State Sen. Brian Kavanagh forced a vote on S1733a at the Senate Judiciary Committee hearing on Tuesday. The bill would allow judges to issue temporary orders prohibiting someone from buying or possessing a gun. Gun control and gun safety advocates nationwide have jumped on such extreme risk protection orders, or ERPOs, as a way to prevent people who are “extreme risks” of committing violence from having guns.
“Lives are literally on the line,” Kavanagh said at a press conference ahead of the meeting. “We need to do it now.”
But “now” couldn’t happen before a debate. State Senate Judiciary Committee Chairman John Bonacic peppered Kavanagh with questions, making the Manhattan Democrat defend his bill from every angle. What if the person deemed to be an extreme risk lives with somebody else with a gun? Could this order be weaponized in divorce proceedings? If somebody is wrongfully deemed a risk, could they sue the person who reported them “for putting this person through hell?”
Kavanagh said he “wouldn’t characterize it as hell. I would characterize it as a reasonable judicial proceeding … that may well be initiated for the safety of the respondent.”
But in a hot conference room on the first floor of the state Capitol, the Hudson Valley Republican grilled Kavanagh for more than 30 minutes, nearly uninterrupted by the other seven senators. Aides and activists lined the walls of the room, some in the red shirts of Moms Demand Action, others in the orange of New Yorkers Against Gun Violence.
Amid the questioning, it became clear the debate was about more than just Kavanagh’s bill. It was about the national debate over school shootings and how lawmakers should be responding.
“It sounds that (the bill) has some merit, but bottom line, it’s a backdoor way of attacking the Second Amendment,” Bonacic said.

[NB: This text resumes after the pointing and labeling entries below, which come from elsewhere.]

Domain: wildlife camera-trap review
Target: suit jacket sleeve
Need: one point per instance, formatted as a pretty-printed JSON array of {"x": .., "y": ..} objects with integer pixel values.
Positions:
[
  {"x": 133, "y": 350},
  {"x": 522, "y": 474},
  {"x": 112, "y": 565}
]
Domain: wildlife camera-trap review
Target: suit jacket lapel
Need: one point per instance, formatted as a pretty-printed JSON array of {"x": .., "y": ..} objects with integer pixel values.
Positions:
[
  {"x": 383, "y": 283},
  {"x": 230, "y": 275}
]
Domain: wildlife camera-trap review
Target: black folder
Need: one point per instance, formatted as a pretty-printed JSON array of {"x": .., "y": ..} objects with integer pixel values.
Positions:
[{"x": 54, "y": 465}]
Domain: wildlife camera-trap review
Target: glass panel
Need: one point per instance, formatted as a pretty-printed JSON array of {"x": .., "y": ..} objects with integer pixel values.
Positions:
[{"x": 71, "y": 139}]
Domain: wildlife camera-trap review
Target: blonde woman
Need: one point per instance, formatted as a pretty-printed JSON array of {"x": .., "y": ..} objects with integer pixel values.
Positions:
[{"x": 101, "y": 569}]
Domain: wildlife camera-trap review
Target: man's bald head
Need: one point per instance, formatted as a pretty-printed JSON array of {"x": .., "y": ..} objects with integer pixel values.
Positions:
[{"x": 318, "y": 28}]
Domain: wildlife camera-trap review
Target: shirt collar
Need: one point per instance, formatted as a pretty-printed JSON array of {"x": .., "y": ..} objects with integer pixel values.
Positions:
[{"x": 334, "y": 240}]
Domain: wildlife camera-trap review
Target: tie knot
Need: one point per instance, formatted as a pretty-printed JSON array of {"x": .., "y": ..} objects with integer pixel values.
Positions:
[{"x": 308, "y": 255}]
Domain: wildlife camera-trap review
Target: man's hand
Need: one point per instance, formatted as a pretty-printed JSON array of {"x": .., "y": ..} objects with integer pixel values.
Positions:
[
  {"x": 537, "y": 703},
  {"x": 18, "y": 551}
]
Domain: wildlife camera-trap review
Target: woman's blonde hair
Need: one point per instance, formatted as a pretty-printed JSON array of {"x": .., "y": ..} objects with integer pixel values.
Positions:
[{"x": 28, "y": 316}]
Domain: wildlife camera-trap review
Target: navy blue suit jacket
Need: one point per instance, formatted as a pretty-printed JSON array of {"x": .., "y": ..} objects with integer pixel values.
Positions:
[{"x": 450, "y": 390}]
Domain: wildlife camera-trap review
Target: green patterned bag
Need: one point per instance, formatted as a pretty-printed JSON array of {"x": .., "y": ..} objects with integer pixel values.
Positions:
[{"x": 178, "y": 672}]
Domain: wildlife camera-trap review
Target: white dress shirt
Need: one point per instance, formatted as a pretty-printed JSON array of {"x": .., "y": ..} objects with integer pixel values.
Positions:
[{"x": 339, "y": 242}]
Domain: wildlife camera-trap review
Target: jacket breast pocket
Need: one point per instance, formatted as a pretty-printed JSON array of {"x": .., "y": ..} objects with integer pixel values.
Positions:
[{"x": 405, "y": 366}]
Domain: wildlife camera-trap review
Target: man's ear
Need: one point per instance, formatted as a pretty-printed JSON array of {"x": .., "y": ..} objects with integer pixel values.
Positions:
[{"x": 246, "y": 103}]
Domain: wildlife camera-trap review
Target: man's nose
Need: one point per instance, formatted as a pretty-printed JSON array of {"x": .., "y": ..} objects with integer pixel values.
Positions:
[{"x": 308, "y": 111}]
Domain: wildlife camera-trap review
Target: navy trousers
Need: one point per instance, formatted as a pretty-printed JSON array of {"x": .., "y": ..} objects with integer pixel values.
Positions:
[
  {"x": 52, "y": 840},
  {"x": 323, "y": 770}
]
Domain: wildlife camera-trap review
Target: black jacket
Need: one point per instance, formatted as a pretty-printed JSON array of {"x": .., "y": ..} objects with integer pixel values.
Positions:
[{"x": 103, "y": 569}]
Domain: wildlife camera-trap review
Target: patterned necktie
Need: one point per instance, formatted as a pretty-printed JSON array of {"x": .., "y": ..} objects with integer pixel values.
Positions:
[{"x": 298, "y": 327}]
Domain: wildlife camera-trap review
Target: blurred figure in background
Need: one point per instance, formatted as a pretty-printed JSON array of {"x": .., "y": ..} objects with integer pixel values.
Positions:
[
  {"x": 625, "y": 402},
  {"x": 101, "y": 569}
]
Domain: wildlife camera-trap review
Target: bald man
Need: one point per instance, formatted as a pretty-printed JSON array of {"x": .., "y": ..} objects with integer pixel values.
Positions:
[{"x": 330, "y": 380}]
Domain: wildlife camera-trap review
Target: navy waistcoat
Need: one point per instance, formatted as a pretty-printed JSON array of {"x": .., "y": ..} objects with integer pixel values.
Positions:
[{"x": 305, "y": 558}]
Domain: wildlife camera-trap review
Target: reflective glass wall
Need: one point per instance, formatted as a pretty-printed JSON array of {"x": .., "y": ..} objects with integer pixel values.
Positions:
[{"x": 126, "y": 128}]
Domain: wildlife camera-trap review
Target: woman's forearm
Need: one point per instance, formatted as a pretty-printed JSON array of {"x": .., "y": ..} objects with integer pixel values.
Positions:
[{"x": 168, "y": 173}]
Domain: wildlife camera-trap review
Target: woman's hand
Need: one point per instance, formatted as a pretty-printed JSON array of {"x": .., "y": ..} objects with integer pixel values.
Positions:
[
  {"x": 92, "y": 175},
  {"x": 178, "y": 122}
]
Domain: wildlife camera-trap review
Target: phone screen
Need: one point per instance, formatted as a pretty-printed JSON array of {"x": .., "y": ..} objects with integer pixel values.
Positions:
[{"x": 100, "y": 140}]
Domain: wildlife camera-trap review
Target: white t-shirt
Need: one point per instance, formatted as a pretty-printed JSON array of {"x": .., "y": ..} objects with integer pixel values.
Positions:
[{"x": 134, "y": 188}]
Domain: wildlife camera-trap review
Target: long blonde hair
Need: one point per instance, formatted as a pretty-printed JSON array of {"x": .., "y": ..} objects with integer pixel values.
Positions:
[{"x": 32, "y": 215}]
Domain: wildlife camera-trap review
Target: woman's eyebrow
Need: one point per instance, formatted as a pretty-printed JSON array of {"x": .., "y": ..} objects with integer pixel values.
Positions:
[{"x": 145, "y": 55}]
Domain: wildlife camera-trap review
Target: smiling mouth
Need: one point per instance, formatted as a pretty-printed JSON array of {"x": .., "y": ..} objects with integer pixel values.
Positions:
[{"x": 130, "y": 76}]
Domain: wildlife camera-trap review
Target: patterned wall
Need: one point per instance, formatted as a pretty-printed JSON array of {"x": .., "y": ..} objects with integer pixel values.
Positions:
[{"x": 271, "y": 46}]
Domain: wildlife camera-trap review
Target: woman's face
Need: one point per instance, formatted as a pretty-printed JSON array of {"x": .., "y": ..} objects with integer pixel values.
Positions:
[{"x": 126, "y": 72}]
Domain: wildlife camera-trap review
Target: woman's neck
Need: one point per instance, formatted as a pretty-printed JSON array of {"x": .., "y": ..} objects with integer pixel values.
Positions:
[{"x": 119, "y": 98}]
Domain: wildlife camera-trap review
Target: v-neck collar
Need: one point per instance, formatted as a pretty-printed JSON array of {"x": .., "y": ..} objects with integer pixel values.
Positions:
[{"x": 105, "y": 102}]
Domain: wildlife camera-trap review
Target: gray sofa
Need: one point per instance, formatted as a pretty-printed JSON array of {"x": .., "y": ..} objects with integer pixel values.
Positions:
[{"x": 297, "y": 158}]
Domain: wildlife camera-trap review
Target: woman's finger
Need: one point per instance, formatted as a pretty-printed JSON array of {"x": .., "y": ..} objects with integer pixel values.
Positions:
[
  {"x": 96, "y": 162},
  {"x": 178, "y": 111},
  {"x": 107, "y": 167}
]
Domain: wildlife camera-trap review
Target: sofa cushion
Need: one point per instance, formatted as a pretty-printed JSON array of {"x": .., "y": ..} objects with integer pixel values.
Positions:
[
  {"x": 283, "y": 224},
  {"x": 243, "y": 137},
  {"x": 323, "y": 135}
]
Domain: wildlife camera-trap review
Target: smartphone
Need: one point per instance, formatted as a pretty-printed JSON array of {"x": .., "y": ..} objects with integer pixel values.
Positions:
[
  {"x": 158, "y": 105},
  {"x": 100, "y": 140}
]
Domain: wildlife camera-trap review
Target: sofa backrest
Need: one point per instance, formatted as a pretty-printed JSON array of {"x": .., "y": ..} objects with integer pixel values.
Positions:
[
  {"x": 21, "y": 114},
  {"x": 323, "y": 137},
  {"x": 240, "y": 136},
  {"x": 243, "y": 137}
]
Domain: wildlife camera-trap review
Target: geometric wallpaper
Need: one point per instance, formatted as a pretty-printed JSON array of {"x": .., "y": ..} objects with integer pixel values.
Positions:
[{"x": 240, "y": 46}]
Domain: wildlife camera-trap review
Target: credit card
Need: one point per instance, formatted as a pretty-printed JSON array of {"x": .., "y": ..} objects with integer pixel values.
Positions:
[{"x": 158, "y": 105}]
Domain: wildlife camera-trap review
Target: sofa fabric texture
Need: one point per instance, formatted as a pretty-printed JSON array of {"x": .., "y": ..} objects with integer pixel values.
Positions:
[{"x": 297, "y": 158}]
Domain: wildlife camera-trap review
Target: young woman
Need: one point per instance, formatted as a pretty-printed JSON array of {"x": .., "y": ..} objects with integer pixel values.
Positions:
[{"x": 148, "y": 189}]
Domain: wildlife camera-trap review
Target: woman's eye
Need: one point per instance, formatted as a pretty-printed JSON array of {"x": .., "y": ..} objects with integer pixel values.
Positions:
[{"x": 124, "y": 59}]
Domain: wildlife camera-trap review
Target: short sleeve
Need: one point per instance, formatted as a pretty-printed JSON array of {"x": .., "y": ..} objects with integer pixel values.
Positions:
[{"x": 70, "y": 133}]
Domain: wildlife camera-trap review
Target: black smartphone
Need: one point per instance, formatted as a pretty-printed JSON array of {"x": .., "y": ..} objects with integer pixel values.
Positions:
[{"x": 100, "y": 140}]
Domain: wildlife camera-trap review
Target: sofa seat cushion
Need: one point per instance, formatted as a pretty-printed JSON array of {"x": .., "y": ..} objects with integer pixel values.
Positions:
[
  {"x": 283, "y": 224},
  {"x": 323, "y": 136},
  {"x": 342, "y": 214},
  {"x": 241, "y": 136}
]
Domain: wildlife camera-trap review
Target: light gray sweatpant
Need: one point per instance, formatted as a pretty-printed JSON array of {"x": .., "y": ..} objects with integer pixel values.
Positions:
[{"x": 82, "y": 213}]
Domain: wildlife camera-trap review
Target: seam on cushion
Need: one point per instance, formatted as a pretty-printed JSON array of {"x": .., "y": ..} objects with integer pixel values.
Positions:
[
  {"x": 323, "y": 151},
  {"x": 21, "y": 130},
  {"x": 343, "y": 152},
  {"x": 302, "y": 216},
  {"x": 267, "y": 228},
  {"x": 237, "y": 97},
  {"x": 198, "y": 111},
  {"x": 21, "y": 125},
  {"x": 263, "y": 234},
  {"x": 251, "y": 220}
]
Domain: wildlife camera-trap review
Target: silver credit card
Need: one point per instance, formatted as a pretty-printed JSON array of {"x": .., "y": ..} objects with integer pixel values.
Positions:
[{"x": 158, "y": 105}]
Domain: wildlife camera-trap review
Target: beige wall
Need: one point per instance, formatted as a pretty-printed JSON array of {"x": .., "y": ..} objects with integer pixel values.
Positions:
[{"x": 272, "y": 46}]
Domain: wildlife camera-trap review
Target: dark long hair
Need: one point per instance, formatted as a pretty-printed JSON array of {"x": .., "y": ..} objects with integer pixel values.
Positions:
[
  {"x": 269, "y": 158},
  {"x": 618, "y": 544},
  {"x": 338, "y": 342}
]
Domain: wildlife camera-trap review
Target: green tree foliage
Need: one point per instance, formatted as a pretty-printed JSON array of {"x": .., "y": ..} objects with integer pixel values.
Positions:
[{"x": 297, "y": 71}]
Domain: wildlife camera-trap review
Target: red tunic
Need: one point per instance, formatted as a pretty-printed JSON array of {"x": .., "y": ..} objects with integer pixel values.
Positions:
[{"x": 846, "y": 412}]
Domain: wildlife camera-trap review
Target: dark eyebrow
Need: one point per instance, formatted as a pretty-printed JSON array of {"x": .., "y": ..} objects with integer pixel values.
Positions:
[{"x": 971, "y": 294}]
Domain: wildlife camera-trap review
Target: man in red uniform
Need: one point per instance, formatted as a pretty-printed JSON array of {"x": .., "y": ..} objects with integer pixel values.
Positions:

The chairman also argued that Democrats favored gun control more than school safety and criticized for not showing more support for the Republican majority’s school safety package, which passed in March.
“If there was more bipartisan support when it came to children’s safety, maybe people would think differently,” Bonacic said. “But they think everything that’s done here is for political purposes and reelection.”
But by the end of the meeting, Kavanagh had won over lawmakers of both parties, and the bill passed committee, 19-3. Bonacic was one of the “no” votes.
The ERPO bill is still far from becoming law – Tuesday’s committee vote merely passed it on to the Codes Committee – but Kavanagh was optimistic.
A companion bill has passed the Democratic-led Assembly the past two years, with Republican support.
“I’m very optimistic that we’re going to pass this bill before we adjourn the regular session,” Kavanagh said.